Londons Bürgermeister für Brexit Für Cameron wird es schwer
Für den britischen Premier Cameron wird es schwer, sein Land in der EU zu halten. Denn nun schloss sich auch Londons Bürgermeister Johnson den Brexit-Befürwortern an. Und Johnson ist so populär, dass das wohl viele Briten ins Lager der EU-Gegner ziehen wird.

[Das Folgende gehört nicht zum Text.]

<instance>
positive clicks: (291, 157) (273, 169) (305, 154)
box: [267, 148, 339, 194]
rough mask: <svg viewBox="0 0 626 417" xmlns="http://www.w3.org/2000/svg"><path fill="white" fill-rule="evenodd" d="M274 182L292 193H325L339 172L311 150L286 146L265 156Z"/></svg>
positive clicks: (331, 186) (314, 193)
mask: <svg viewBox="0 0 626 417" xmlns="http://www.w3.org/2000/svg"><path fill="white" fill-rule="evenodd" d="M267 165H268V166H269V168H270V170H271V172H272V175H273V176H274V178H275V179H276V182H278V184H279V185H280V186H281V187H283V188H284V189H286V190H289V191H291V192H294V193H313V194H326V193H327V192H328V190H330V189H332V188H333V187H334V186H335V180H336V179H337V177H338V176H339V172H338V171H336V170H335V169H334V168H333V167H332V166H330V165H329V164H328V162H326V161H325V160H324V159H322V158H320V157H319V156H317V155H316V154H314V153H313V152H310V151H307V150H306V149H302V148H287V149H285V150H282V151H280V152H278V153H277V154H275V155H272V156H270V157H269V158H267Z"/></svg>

Viel Schlaf hat David Cameron in den vergangenen Tagen nicht bekommen: Erst das stundenlange Ringen um einen EU-Reformdeal in Brüssel, dann der Interview-Marathon zuhause in London. Weitere schlaflose Nächte dürfte dem konservativen Premierminister nun sein Parteifreund Boris Johnson bescheren. Denn der Londoner Bürgermeister hat sich nach langem Zaudern und Zögern entschieden - für den Brexit: "Schweren Herzens", so Johnson, habe er sich dazu durchgerungen, den Wählern zu empfehlen, die EU zu verlassen - weil nur dann die Briten wirklich einen besseren Deal bekämen.
Johnsons Spitzname dürfte statt "BoJo" von nun an "BoGo" lauten. Der 51-Jährige ist der beliebteste Politiker des Landes und hat das Kaliber, noch unentschiedene Wähler davon zu überzeugen, den EU-Austritt zu riskieren.
Ein erster Triumph für die Brexit-Kampagne - und ein schwerer Rückschlag für Cameron, darin sind sich die politischen Kommentatoren einig. Der Premierminister hatte am Sonntag zunächst noch gehofft, Johnson auf seine Seite zu ziehen - mit dem Argument, Großbritannien sei sicherer, stärker und besser dran innerhalb der EU.
Boris Johnson, sagen seine Kritiker nun, habe vor allem das Interesse von Boris Johnson im Auge: Stimmen die Briten tatsächlich für den EU-Ausstieg, dann gilt er als heißer Kandidat für die Nachfolge Camerons als Partei- und Regierungschef. Schon vor dem Bürgermeister hatte eine Handvoll Minister am Wochenende angekündigt, sich gegen ihren eigenen Premier zu stellen. Keiner von ihnen könne aber der "Out"-Kampagne derart Flügel verleihen wie Johnson, analysiert BBC-Westminster-Korrespondentin Alex Forsyth: Cameron bleibt nichts anderes übrig, als gute Miene zum bösen Spiel zu machen.
Note "ungenügend"
Am Montagnachmittag wird er jenes Gesetz ins Parlament einbringen, das den Termin für den Volksentscheid festlegt: Am Donnerstag, dem 23. Juni, werden die Briten voraussichtlich darüber abstimmen, ob das Land den europäischen Club verlässt oder nicht. Der Premier wird den Abgeordneten außerdem jenes Reformergebnis vorstellen, das er mit den 27 EU-Partnern am späten Freitagabend nach langen Verhandlungen erzielt hatte. Die Note "Ungenügend" vergibt sein Rivale Johnson dafür: Niemand, so Johnson, könne doch ernsthaft behaupten, der Deal verändere die Beziehung Großbritanniens zur EU fundamental.
Glaubt man den britischen Buchmachern, dann ist nach seinem Outing ein Brexit deutlich wahrscheinlicher als zuvor. Umfragen zufolge ist grob ein Drittel der Wahlberechtigten auf jeden Fall gegen die weitere EU-Mitgliedschaft, ein Drittel dafür - während das entscheidende Drittel in der Mitte noch keine gefestigte Haltung hat. Um diese Briten werden sowohl Boris Johnson als auch David Cameron kämpfen - als Gegner.